GameStop's Ownership Summary
With a short squeeze a possibility, I decided to look into the ownership of the company and see how hard it would be for shorts to cover. How many shares do you think are available?
I recently read about the experience major value investors had when shorting the stock of VW during the financial crisis. This experience (I highly encourage you to read about it here if you haven’t already) made me think of what would happen if Cohen released a new 13D filing this weekend. But absent Cohen picking up more shares, what does the current estimated ownership summary of GameStop look like? How might this ownership summary affect a short squeeze?
Ownership Summary:
I’ve been following GameStop for quite a while. After my initial article describing how I believe a short squeeze is a likely occurrence, I decided to get a feel for the market. After reading hundreds of tweets on StockTwits, along with many articles on Seeking Alpha and other sites, I’ve come to the conclusion that the short sellers absolutely hate the stock, while the long investors are banking on a short squeeze.
Now looking at the long-term feasibility of the company, if everything were to stay the same, I think short sellers are correct. This company may only have one more puff left in it, and that could be what the longs are currently riding right now. The real question is, will a squeeze make these short sellers feel the pain? Or will it likely not happen, and GameStop will just fall like it has time and time again? As the market can stay irrelevant longer than you can solvent, even the possibility of a squeeze can bankrupt shorts. For this reason, I decided to do a deeper dive into the current ownership summary at GameStop, to see if a short squeeze were actually a feasible reality.
I’ve included the ownership tables below. I’ve included only the largest shareholders in each of these brackets, as there were far too many for me to include. Most of this information comes from the June 30th filings, with some of the insider information coming from their most recent filings available:
After looking at this information for a few minutes, I’ve found something quite interesting that I think most shorts are missing. The only reason a squeeze has yet to occur is because there are people shorting the stock. I know this sounds weird, but the only reason there are shares to trade are because shorts are borrowing from major holders to sell on the market. The instant this stops, there won’t be any shares available to buy, causing the biggest short squeeze of all time.
Taking out any shares that would not require a filing with the SEC (so somewhat sure that these investors are still holding the stock), there are 15m shares available for shorts to purchase to cover.
With the short interest still at 57m (as of end of August), this would take a little over 4 days to cover, and that is assuming Ryan Cohen doesn’t file another 13D/A with the SEC this weekend (he may be taking a line from the Porsche playbook and will file the document this weekend as they did with VW in 2008, causing the shares to skyrocket on Monday). Even taking 4 days to cover their entire short position, this stock could skyrocket absent a filing from Cohen.
I’m expecting that Cohen will file his latest 13D if not today, then sometime this weekend if he is making a play to pick up the most shares possible in the shortest amount of time (which I’m also assuming that the 4.572m shares purchased right after close today was either him buying shares, exercising ITM Call options or a mixture of both), as he may have likely been picking up shares during the past two weeks. If he doesn’t file a new 13D, then the release of the Xbox preorder news on the 22nd of this month can also be a massive catalyst for this stock, perhaps culminating in a squeeze in and of itself.

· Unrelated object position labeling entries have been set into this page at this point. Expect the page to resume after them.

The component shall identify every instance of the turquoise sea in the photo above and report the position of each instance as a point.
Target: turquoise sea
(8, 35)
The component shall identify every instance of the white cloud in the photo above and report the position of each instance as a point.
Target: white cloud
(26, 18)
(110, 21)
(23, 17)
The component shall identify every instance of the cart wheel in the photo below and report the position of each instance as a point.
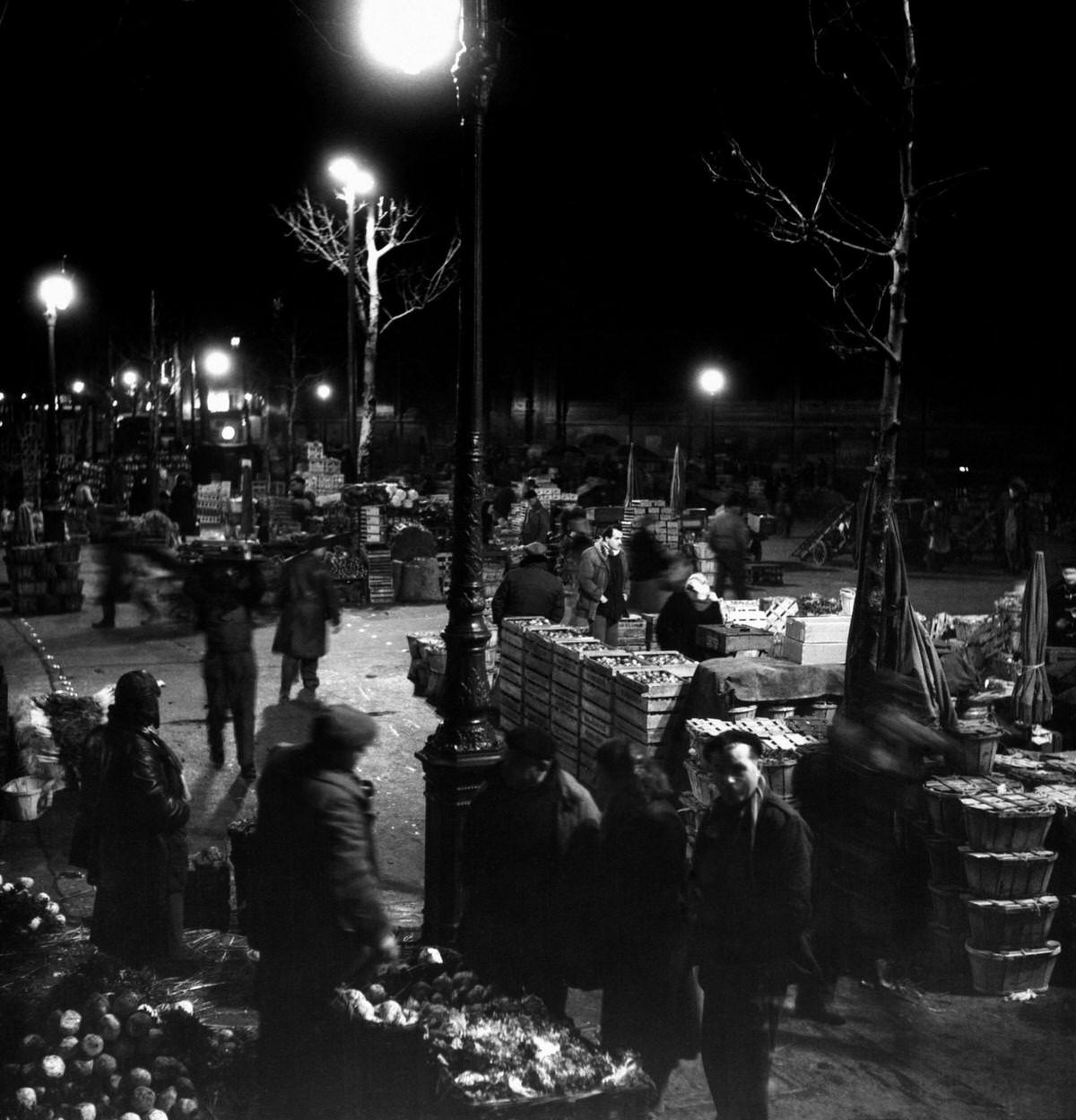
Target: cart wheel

Whatever happens, this amount of short interest will not end well. Even massive, well established short sellers are saying this is one of the stupidest short investments to make (See Thomas Barton’s Comments here). Any short seller at these levels is not taking adequate precautions. Emotion can overcome our logic both on the long and short side. The only problem with losing your logical frame of reference on the short side is that there is infinite loss. I’m hoping that shorts do have some hedges in place, as a run to the triple digits, although highly unlikely but not outside of the realm of possibilities, can bankrupt firms with even a 3% allocation.
As for how I am currently positioned in this stock, both my investing partner and I have allocated 100% of our portfolio to GME Call options dated for October 16th through January 2021. We’ve also allocated a major share of our partnership to GME options as well as another major piece to GME shares. If this investment plays out, it could be a once in a lifetime opportunity, and if no catalysts materialize, we will still have some gains from the volatility spike that has been seen in recent days. I wish good luck to all others holding the stock, and hope that if a squeeze does occur, short sellers can be well hedged. As it currently stands, a short squeeze in this stock at this time will be one for the history books.